Prep 10 mins
Cook 45 mins
By Claudia Sidoti from Food Network Magazine. There are lots of great reviews on their site.
- 3 medium sweet potatoes
- 44.37 ml unsalted butter
- 1 small onion, chopped
- 2 garlic cloves, smashed
- 1 piece ginger, 2 inches peeled and grated
- 1.23 ml nutmeg, freshly grated plus more for garnish
- 7.39 ml Madras curry powder
- salt and pepper
- 473.18 ml low sodium chicken broth
- 295.73 ml chunky applesauce
- 14.79 ml extra virgin olive oil
- 14.79 ml apple cider vinegar
- 14.79-29.58 ml fresh cilantro, chopped
- Preheat oven to 425. Peel and dice 2 1/2 sweet potatoes. Melt 2 T butter in large pot over medium heat. Add the onion and garlic and cook til soft, about 5 minute Stir in the ginger, nutmeg, 1 1/4 t curry, and some salt and pepper. Cook til toasted, about 1 minute.

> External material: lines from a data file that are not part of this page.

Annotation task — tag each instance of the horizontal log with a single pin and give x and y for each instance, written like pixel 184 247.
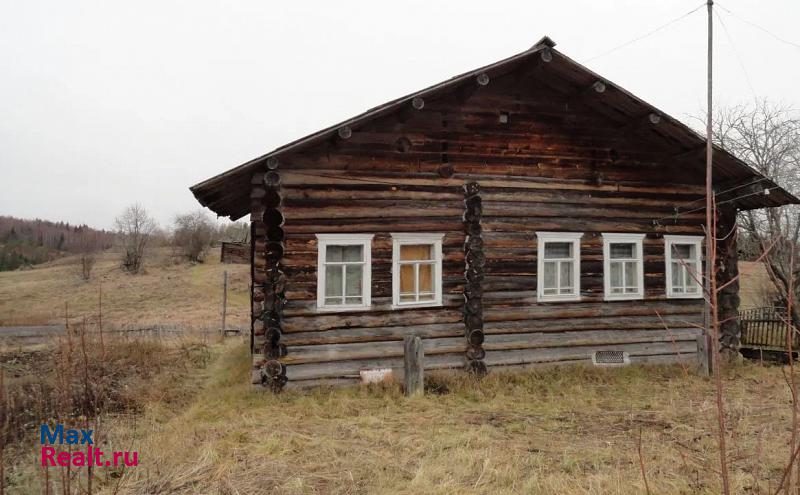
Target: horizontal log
pixel 523 356
pixel 332 179
pixel 406 316
pixel 498 342
pixel 372 334
pixel 589 310
pixel 370 350
pixel 350 369
pixel 595 323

- Add the diced sweet potatoes, broth, and 2 c water to pot. Cover and bring to a boil over med-high. Reduce heat to med-low and stir in the applesauce. Simmer, covered, until the sweet potatoes are soft, about 20 minute Puree the soup with blender til smooth. Season with salt and pepper; keep warm.

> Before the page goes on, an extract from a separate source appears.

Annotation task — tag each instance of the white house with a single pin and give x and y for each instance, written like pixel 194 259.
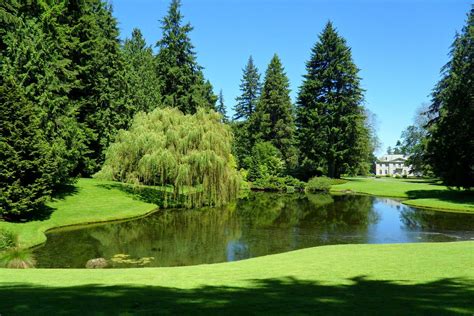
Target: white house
pixel 392 165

- Meanwhile, peel and thinly slice the remaining 1/2 sweet potato and toss with the olive oil and salt and pepper to taste. Spread in a single layer on a baking sheet (I would line it with parchment) and bake til crisp, 7-10 minute.
- Heat remaining 1 T butter in skillet over med heat. Add the remaining 1/4 t curry powder and cook, stirring, til browned; remove from hat and add the vinegar. Top soup with curry butter, cilantro and sweet potato chips.